Women in the Work Force
Thinking about my experiences both being mothered and as a mother, I wondered how things have changed in relation to stay-at-home vs. working mothers? It’s fascinating to see the stats on the topic. A LiveScience piece reports: “In the 1950s, only 19 percent of mothers with small children worked outside the home”, going on to say, “As of 2008, more than 60 percent of moms with kids under age 6 were in the workforce.” Quite a dramatic increase.
According to a Pew Research study, there is currently an increase in the numbers of women who are staying at home again. Interesting. “The share of mothers who do not work outside the home rose to 29% in 2012, up from a modern-era low of 23 per cent in 1999.” The study continues, “The rise over the past dozen years represents the reversal of a long-term decline in “stay-at-home” mothers that had persisted for the last three decades of the 20th century.” And there are a variety of contributing factors to this; demographic, economic, societal, along with mixed feelings about the impact a working mother has on young children and their well-being.

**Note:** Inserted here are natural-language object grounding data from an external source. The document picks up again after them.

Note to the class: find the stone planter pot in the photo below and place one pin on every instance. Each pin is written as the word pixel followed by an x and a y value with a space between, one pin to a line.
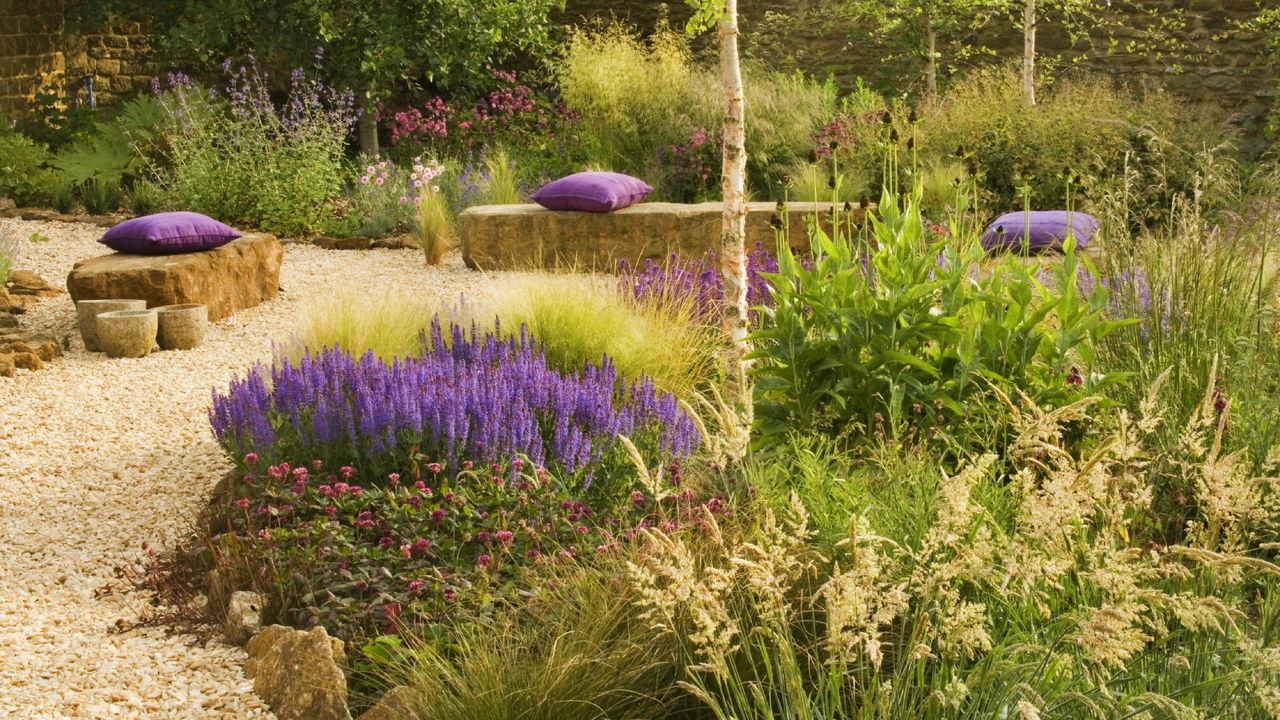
pixel 127 333
pixel 88 310
pixel 182 327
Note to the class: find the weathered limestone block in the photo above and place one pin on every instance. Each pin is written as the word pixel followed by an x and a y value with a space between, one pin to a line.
pixel 231 278
pixel 297 674
pixel 530 236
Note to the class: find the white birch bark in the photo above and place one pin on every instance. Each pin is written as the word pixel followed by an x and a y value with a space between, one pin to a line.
pixel 734 223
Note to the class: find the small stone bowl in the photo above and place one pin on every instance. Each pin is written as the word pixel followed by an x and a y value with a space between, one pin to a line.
pixel 88 310
pixel 182 327
pixel 127 333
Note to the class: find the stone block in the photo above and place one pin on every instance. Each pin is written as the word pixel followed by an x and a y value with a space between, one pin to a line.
pixel 530 236
pixel 297 673
pixel 231 278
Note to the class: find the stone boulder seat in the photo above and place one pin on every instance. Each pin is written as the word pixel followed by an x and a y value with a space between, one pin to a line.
pixel 519 237
pixel 227 279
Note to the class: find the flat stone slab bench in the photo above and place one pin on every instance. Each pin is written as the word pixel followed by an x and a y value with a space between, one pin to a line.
pixel 240 274
pixel 517 237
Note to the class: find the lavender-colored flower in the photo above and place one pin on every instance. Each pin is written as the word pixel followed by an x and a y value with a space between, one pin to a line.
pixel 470 393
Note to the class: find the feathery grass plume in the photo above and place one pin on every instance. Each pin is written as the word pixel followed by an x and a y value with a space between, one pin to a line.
pixel 437 226
pixel 681 593
pixel 388 324
pixel 502 186
pixel 584 319
pixel 574 651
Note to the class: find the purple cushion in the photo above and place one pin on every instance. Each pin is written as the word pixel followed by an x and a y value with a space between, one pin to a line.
pixel 168 233
pixel 1047 228
pixel 593 192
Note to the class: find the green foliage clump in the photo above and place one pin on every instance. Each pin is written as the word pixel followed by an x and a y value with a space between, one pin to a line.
pixel 643 100
pixel 581 320
pixel 24 176
pixel 242 160
pixel 904 332
pixel 1083 126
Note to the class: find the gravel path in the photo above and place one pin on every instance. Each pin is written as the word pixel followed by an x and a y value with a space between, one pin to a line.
pixel 99 456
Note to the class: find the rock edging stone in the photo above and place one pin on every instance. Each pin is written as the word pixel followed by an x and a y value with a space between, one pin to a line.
pixel 297 673
pixel 237 276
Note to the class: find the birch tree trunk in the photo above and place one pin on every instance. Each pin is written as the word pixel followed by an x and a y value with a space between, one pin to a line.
pixel 1029 51
pixel 734 223
pixel 931 69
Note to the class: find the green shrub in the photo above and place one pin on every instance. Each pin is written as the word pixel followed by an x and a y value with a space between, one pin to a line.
pixel 1083 126
pixel 903 332
pixel 23 173
pixel 101 195
pixel 242 160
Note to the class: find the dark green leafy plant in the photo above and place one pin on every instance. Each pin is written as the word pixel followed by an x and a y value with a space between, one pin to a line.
pixel 901 332
pixel 24 177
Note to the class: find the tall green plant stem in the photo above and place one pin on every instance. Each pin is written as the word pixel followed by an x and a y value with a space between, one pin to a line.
pixel 1029 51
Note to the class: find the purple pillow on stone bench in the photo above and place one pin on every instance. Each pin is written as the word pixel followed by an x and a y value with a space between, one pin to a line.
pixel 1048 231
pixel 168 233
pixel 593 192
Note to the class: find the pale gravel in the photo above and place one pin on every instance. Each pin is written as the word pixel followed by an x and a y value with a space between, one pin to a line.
pixel 99 456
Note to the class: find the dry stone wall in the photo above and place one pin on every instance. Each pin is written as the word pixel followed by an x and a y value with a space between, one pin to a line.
pixel 37 48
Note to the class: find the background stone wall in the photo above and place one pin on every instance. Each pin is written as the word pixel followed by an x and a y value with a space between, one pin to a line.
pixel 37 48
pixel 1216 63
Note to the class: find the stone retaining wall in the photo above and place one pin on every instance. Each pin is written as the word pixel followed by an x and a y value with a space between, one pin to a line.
pixel 36 48
pixel 521 237
pixel 1219 65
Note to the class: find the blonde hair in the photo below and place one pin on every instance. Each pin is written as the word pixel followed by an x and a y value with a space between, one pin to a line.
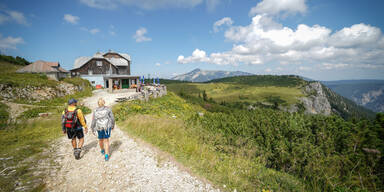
pixel 101 102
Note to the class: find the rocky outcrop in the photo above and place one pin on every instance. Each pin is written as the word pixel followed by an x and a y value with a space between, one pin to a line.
pixel 316 101
pixel 35 94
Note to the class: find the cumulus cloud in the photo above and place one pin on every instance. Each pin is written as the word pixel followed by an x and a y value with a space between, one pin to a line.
pixel 92 31
pixel 265 41
pixel 212 4
pixel 275 7
pixel 12 16
pixel 149 4
pixel 9 42
pixel 71 18
pixel 140 35
pixel 224 21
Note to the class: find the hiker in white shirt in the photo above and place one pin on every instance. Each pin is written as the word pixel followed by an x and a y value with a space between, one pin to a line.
pixel 103 122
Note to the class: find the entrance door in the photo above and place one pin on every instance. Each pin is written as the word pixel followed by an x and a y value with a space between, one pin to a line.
pixel 125 83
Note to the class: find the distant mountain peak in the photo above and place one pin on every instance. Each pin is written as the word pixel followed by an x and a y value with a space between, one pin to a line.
pixel 199 75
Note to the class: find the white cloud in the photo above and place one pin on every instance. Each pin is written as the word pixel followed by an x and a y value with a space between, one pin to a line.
pixel 302 68
pixel 266 41
pixel 212 4
pixel 275 7
pixel 12 16
pixel 92 31
pixel 10 42
pixel 140 35
pixel 224 21
pixel 149 4
pixel 198 56
pixel 71 18
pixel 100 4
pixel 329 66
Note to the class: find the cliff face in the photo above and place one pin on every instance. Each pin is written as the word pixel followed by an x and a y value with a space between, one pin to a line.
pixel 316 102
pixel 35 94
pixel 322 100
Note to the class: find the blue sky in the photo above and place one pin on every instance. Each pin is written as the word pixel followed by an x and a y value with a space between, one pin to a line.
pixel 319 39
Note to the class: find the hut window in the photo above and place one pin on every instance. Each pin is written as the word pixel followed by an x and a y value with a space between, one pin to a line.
pixel 99 63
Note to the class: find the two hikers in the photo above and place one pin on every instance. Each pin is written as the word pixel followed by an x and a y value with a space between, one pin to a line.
pixel 73 122
pixel 103 122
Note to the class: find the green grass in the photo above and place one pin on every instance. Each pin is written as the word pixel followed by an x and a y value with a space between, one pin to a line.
pixel 24 141
pixel 186 143
pixel 260 149
pixel 230 92
pixel 23 144
pixel 4 115
pixel 9 76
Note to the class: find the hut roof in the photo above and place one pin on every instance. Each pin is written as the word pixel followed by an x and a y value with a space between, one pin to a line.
pixel 80 61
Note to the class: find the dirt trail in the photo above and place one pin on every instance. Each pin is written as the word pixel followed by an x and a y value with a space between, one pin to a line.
pixel 132 167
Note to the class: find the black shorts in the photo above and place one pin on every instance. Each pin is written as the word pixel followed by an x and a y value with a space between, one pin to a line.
pixel 75 132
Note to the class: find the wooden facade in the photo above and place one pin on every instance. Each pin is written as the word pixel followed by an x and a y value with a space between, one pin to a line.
pixel 110 70
pixel 122 69
pixel 92 67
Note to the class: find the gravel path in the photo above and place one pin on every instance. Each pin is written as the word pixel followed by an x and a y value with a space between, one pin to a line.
pixel 132 166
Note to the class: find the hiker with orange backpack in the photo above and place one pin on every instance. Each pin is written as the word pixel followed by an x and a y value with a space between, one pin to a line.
pixel 73 122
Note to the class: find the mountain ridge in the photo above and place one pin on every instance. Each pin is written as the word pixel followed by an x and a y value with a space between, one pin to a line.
pixel 199 75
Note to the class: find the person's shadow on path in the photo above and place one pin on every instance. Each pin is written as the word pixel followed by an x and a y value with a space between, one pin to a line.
pixel 88 147
pixel 115 146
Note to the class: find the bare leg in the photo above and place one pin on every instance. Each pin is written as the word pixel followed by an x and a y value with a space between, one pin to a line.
pixel 81 142
pixel 74 143
pixel 106 143
pixel 101 144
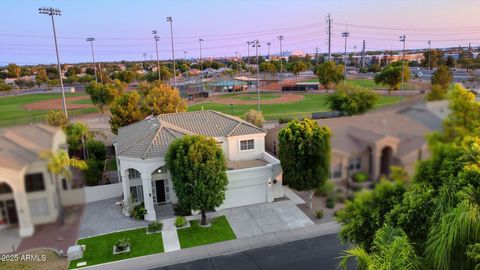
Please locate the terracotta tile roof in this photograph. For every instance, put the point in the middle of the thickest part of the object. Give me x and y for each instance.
(151, 137)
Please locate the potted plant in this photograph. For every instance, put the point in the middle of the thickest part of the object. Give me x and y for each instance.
(121, 246)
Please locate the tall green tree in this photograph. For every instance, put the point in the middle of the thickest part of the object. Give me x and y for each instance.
(329, 73)
(305, 152)
(391, 76)
(126, 110)
(442, 76)
(103, 95)
(351, 99)
(198, 169)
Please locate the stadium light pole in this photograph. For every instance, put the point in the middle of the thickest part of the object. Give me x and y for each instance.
(345, 35)
(170, 20)
(429, 55)
(157, 38)
(256, 45)
(402, 39)
(91, 40)
(280, 38)
(56, 12)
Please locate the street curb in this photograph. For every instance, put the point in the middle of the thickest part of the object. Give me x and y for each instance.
(221, 248)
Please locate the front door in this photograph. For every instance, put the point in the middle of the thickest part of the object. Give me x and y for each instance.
(160, 188)
(11, 212)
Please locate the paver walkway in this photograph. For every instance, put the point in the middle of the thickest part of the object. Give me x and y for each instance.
(169, 235)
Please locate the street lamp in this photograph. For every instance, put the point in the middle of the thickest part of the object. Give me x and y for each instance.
(56, 12)
(345, 35)
(157, 38)
(256, 45)
(402, 39)
(280, 38)
(169, 19)
(91, 40)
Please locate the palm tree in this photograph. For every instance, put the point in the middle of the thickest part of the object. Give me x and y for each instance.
(453, 231)
(59, 164)
(391, 249)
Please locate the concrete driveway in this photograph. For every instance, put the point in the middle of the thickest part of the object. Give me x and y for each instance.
(252, 220)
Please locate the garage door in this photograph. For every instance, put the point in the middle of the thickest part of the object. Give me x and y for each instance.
(245, 195)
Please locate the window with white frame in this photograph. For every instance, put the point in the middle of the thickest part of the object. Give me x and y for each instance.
(355, 163)
(137, 193)
(133, 174)
(247, 145)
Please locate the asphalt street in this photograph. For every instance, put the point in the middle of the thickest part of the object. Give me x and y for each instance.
(315, 253)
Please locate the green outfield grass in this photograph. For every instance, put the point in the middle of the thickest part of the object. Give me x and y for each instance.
(303, 108)
(12, 111)
(370, 84)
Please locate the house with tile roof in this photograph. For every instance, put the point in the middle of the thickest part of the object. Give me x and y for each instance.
(254, 175)
(28, 192)
(370, 143)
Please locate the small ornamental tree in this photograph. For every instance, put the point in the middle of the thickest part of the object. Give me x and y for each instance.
(254, 117)
(198, 169)
(305, 155)
(351, 99)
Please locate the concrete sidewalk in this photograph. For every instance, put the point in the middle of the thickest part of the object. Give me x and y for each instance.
(222, 248)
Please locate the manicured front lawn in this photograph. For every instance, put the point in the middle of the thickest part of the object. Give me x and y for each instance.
(195, 235)
(303, 108)
(99, 248)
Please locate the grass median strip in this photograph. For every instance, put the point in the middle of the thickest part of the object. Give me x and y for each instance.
(99, 248)
(195, 235)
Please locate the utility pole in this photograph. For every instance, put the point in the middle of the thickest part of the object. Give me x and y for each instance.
(91, 40)
(248, 59)
(402, 39)
(268, 45)
(345, 35)
(200, 40)
(280, 38)
(170, 20)
(429, 55)
(329, 30)
(363, 54)
(354, 57)
(157, 38)
(256, 44)
(56, 12)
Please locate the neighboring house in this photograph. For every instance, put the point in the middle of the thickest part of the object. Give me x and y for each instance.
(28, 192)
(370, 143)
(254, 176)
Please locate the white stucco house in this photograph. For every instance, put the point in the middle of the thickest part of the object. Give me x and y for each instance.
(254, 176)
(28, 192)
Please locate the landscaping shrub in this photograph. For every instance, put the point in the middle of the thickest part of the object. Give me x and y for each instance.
(182, 210)
(96, 150)
(154, 227)
(319, 214)
(360, 177)
(284, 120)
(93, 174)
(138, 212)
(325, 189)
(331, 201)
(180, 221)
(122, 244)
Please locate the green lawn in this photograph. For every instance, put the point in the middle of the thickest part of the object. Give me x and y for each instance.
(370, 84)
(250, 96)
(303, 108)
(99, 248)
(195, 235)
(13, 113)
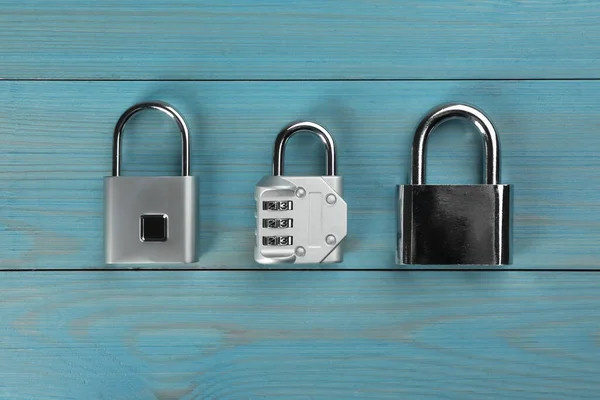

Although my mother wanted to work, my dad wasn’t too keen on it, preferring she stayed home. Women seemed okay with this back then. She managed to work part time and after my dad died, (when they were both only 51-years-old), partly due to necessity, my mom went out to work full-time. She kept working well into her late seventies. Her eyes sparkle when she talks about how much she enjoyed working. To me, my mother represents the ideal balance of stay-at-home and working mom. In a marvelous way, she’s an example of the “mother of all mothers”.
Mother and Daughter Relationships
Not working, was never a consideration for me. Starting in my teens working retail, I’ve engaged in a wide variety of pursuits in my life and intend to continue exploring opportunities, creating new life adventures, as my mom did. I respect whatever choice a woman makes for herself and family, as I truly value my time spent staying home with my daughter when she was young.
Not all mother/child relationships are perfect. I get that. I’ve also worked on leaving the past in the past, to focus on the wonderful, positive things my mother has given me. In the process, healing any areas of our relationship that needed healing. I’ve arrived at a place where I truly see her and appreciate her, for who she is.
How can we honor our mothers, not for just one day on Mother’s Day, but every day, for all they are (or were), and all they are not? I cannot imagine my mother not being here for me and know I’m very blessed to have her with me for this long. To my dear “mother of all mothers”, with all my love, this one is for you.
Feel free to share your own “mother of all mothers” stories.